- Interactive map of Walter Bouldin Dam
- Country: United States
- Location: Elmore County, Alabama
- Status: Operational
- Opening date: 1967

= Walter Bouldin Dam =

Walter Bouldin Dam is a dam in Elmore County, Alabama. The closest town is Wetumpka.

The earthen dam was constructed in 1967 by the Alabama Power Company, with a height of 170 feet, and a length of 11,178 feet at its crest. It impounds the Coosa River for 225 MW of hydroelectric power, the last and largest of Alabama Power's string of seven hydropower facilities on that river. It's also the largest of all Alabama Power hydropower facilities.

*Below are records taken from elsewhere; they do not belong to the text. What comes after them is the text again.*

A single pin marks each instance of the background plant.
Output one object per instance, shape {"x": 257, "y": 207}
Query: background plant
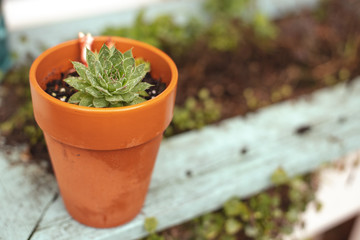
{"x": 271, "y": 214}
{"x": 196, "y": 113}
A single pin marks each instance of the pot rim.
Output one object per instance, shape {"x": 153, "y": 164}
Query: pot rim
{"x": 172, "y": 84}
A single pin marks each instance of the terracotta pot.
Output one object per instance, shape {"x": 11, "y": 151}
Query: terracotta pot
{"x": 102, "y": 158}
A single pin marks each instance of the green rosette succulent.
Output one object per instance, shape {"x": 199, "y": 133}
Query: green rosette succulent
{"x": 111, "y": 79}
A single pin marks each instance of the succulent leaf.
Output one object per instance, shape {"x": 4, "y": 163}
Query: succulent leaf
{"x": 112, "y": 79}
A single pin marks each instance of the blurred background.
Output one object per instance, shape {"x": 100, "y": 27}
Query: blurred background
{"x": 234, "y": 56}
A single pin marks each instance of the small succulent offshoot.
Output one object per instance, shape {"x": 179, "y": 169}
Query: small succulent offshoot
{"x": 111, "y": 79}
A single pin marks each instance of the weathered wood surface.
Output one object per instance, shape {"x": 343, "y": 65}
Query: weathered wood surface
{"x": 198, "y": 171}
{"x": 25, "y": 193}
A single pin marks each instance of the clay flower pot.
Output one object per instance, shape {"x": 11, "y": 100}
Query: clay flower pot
{"x": 102, "y": 157}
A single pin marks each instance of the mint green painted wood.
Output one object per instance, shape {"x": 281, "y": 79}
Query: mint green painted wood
{"x": 218, "y": 168}
{"x": 26, "y": 190}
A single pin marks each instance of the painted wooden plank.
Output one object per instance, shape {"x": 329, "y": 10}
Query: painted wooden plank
{"x": 198, "y": 171}
{"x": 26, "y": 190}
{"x": 339, "y": 194}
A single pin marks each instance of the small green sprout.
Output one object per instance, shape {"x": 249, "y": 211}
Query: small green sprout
{"x": 112, "y": 79}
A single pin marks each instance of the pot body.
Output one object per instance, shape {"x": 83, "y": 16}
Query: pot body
{"x": 102, "y": 158}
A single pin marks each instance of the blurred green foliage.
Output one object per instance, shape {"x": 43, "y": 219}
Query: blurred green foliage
{"x": 162, "y": 32}
{"x": 21, "y": 121}
{"x": 270, "y": 214}
{"x": 223, "y": 30}
{"x": 196, "y": 113}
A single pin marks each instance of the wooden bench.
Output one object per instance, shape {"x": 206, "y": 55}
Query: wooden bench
{"x": 198, "y": 171}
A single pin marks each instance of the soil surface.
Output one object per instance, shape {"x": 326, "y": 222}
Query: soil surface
{"x": 314, "y": 49}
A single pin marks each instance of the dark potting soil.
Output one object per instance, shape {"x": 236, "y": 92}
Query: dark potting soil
{"x": 61, "y": 90}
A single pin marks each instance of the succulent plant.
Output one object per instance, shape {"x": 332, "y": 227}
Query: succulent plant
{"x": 111, "y": 79}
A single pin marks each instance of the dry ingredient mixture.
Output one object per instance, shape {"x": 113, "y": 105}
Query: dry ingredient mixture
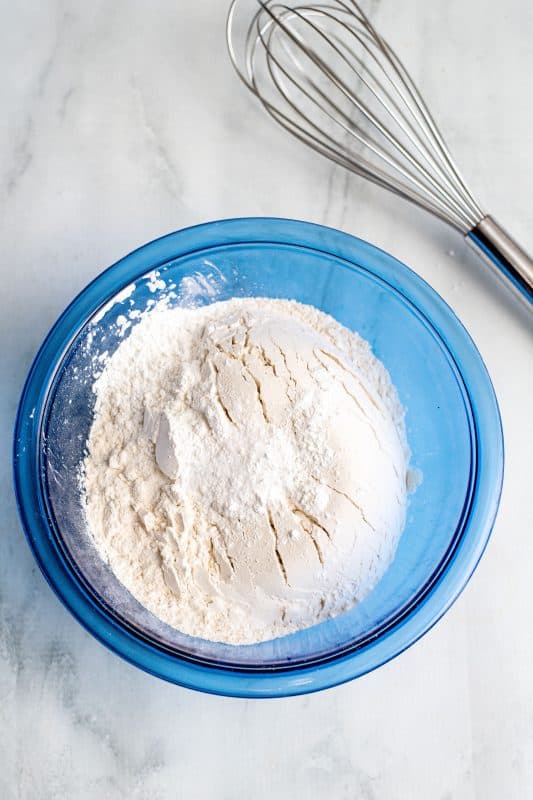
{"x": 246, "y": 468}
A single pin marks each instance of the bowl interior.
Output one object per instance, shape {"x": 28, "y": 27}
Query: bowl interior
{"x": 439, "y": 426}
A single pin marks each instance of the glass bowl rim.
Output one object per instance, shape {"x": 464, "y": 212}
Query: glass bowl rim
{"x": 268, "y": 683}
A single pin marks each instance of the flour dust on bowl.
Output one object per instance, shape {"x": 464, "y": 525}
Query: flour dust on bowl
{"x": 452, "y": 426}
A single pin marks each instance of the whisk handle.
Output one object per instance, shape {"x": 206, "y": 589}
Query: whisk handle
{"x": 501, "y": 252}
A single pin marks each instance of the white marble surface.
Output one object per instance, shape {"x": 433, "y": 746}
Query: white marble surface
{"x": 120, "y": 122}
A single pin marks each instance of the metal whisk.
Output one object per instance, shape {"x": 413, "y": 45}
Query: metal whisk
{"x": 323, "y": 72}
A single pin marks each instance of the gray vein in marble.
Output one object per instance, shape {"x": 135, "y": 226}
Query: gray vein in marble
{"x": 165, "y": 163}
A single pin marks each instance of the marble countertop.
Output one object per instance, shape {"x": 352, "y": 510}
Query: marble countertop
{"x": 123, "y": 121}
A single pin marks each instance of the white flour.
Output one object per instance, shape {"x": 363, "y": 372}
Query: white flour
{"x": 246, "y": 468}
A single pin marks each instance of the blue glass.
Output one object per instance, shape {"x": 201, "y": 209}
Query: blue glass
{"x": 453, "y": 428}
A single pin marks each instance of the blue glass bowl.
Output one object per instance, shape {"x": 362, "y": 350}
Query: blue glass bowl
{"x": 452, "y": 420}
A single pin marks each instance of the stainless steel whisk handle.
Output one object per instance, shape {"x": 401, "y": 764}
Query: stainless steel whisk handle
{"x": 504, "y": 255}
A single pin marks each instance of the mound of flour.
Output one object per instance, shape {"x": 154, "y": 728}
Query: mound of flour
{"x": 246, "y": 468}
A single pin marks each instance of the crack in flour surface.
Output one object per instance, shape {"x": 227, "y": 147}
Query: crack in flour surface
{"x": 246, "y": 468}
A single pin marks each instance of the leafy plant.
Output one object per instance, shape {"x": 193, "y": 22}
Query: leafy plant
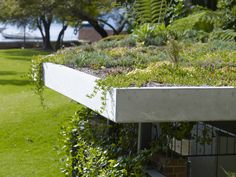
{"x": 224, "y": 35}
{"x": 151, "y": 34}
{"x": 174, "y": 51}
{"x": 93, "y": 148}
{"x": 229, "y": 174}
{"x": 150, "y": 11}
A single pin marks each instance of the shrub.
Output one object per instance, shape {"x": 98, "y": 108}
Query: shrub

The reservoir it creates, Bouldin Lake, is connected via free-flowing canal to Jordan Lake, making one reservoir with a water surface of 6800 acre, shoreline of about 188 mi, a total length of 18 mi, and a maximum storage volume of 236200 acre.ft. It's an excellent recreational lake with fishing opportunities for largemouth bass, spotted bass, bluegill and other sunfish, crappie, catfish, striped bass, hybrid and white bass. The lake has two public access sites.

Walter Bouldin Dam failed on February 10, 1975 by breach, with no casualties and no property damage beyond the dam property itself.